Потому сказки стали от «него» тайными, их общей с мамой тайной до самого того часа, когда она без колебаний ушла туда… в то огромное, страшное, благородное и священное, что называется словами: 'На фронт'…
И среди ночи на гремящем, трясущемся полу вагона чумазый Олег вдруг в тоске порывисто протягивал руки, стукался о лавку над головой и неслышно, кусая губы, плакал, размазывая сажу по щекам, беззвучно, одними губами призывая всё своё маленькое прошлое, общее имя которому было 'мама'.
Глава сороковая
Казалось просто нелепым ходить и стараться не опаздывать в школу, учить уроки. Кому это нужно — учить, сколько жителей во Франции, когда самой Франции-то уже почти нет: половина захвачена фашистами, а в другой половине засели какие-то паршивые вишисты?
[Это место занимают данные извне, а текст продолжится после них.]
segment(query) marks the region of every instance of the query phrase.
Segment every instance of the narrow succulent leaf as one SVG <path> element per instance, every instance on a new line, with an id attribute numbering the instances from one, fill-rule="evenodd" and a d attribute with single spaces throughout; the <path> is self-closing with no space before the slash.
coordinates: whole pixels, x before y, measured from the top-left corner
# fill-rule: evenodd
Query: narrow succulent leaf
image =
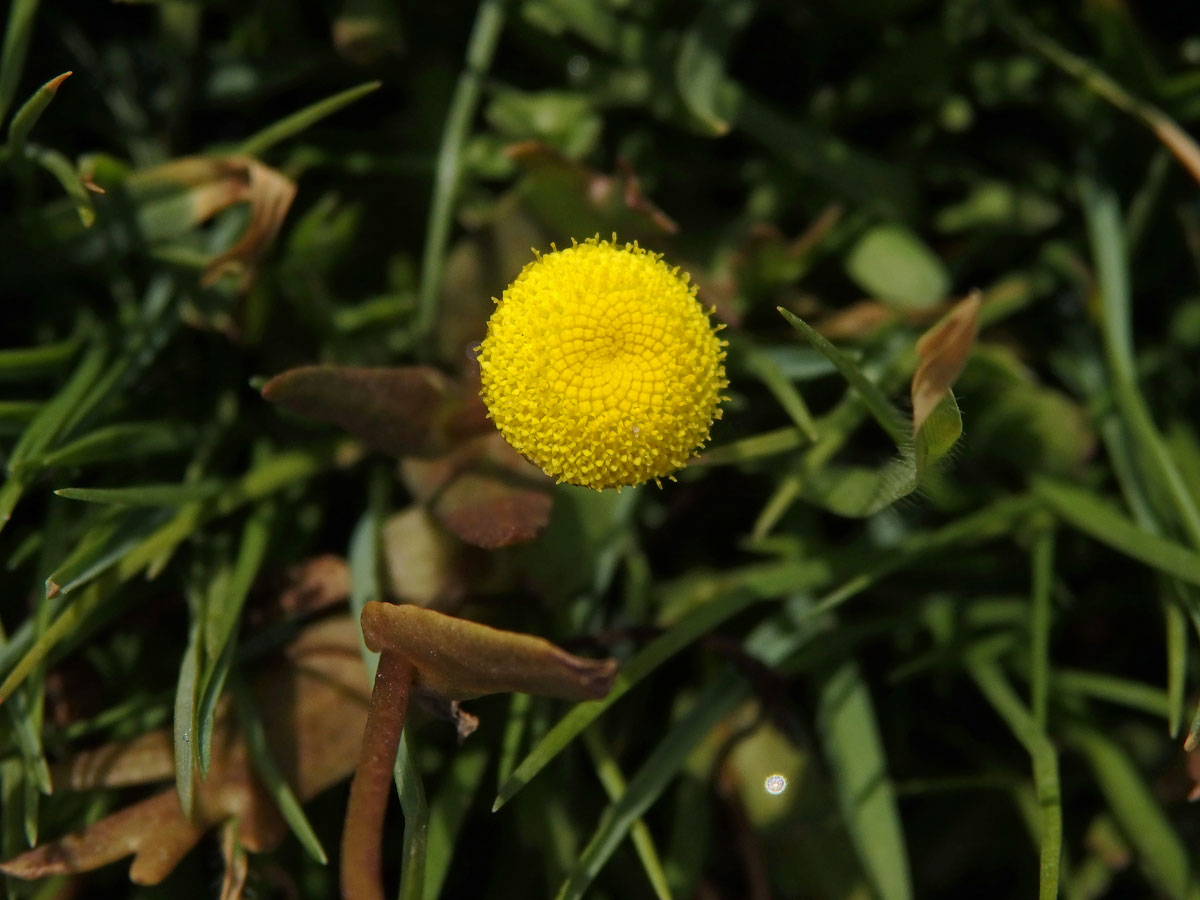
<path id="1" fill-rule="evenodd" d="M 410 660 L 417 683 L 447 700 L 523 691 L 567 700 L 604 697 L 613 659 L 583 659 L 527 634 L 501 631 L 411 604 L 368 603 L 367 647 Z"/>
<path id="2" fill-rule="evenodd" d="M 799 331 L 816 350 L 819 350 L 826 359 L 833 363 L 842 377 L 858 392 L 875 421 L 888 433 L 896 446 L 906 446 L 911 438 L 908 426 L 904 422 L 904 416 L 892 405 L 883 391 L 866 376 L 858 363 L 833 346 L 824 335 L 795 313 L 779 307 L 779 314 L 787 320 L 789 325 Z"/>
<path id="3" fill-rule="evenodd" d="M 1200 585 L 1200 553 L 1143 531 L 1091 491 L 1039 478 L 1034 482 L 1033 492 L 1063 521 L 1118 553 L 1189 584 Z"/>
<path id="4" fill-rule="evenodd" d="M 246 138 L 238 147 L 238 152 L 244 153 L 246 156 L 262 156 L 276 144 L 311 128 L 327 116 L 333 115 L 338 110 L 378 90 L 382 84 L 382 81 L 367 81 L 334 94 L 332 97 L 318 100 Z"/>
<path id="5" fill-rule="evenodd" d="M 842 819 L 875 893 L 913 896 L 904 830 L 874 705 L 862 673 L 843 663 L 820 689 L 818 726 L 833 770 Z"/>
<path id="6" fill-rule="evenodd" d="M 61 75 L 51 78 L 38 88 L 33 96 L 26 100 L 25 104 L 17 110 L 17 114 L 13 116 L 12 122 L 8 126 L 8 152 L 14 158 L 20 157 L 21 153 L 24 152 L 25 139 L 29 137 L 29 132 L 33 130 L 33 126 L 37 124 L 37 120 L 42 117 L 42 113 L 46 111 L 46 107 L 50 105 L 50 101 L 58 93 L 59 87 L 72 74 L 71 72 L 63 72 Z"/>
В сводке сегодня: 'Наши войска вели тяжёлые оборонительные бои…' — а ты в это время решай какие-то примеры, задачки, как будто от этого что-нибудь зависит там, где наши ведут тяжёлые бои!..
Но высказывать всё это вслух было, конечно, бессмысленно, и Оля прилежно училась, ходила в школу, готовила уроки.
Дедушка Шараф работал сторожем в пригородном колхозе, и у него там был маленький участочек, так что в доме всегда была кукуруза и кое-какие овощи; кроме того, ишачок Джафар не только сам зарабатывал себе на жизнь, а кое-что даже прирабатывал. Шараф часто отпускал его на работу, когда нужно было свезти кому-нибудь из знакомых мешки на базар или с поля к себе в дом.
По ночам, когда Оля оставалась одна в доме, бывало чуть жутковато, но тут на помощь приходил Олег. Он презрительно говорил: 'Подумаешь! Что это тут страшного? То ли я повидал!.. Тут соседи рядом во дворике… Не то что, когда я ночевал в сене в избушке без окон, без дверей! А ведь тогда я был ещё почти девчонкой!'
Зато в те дни, когда Шараф был свободен от дежурства — это бывало через двое суток на третьи, — всегда было немножко похоже на праздник. На столе появлялись ломтики сушёной сладкой дыни, какие-то, похожие на финики длинные «ягодки» со сладкой мучнистой мякотью, кипел чайник и приятно было, что заяц на светящемся абажуре всё так же бодро марширует со своим длинным ружьём на плече, как он маршировал когда-то перед мамой.
Это бывал день приятной встречи после двухдневной разлуки, в течение которой Оля жила совсем одна в домике-комнате.
В такие вечера странные у них иногда заводились разговоры.
— Я на маму немножко похожа? — вдруг спрашивала Оля. — Ага, я так и знала.
Потом, раздумывая, долго молчала и неожиданно брякала:
— Ты, скорей всего, меня за это и полюбил. Верно?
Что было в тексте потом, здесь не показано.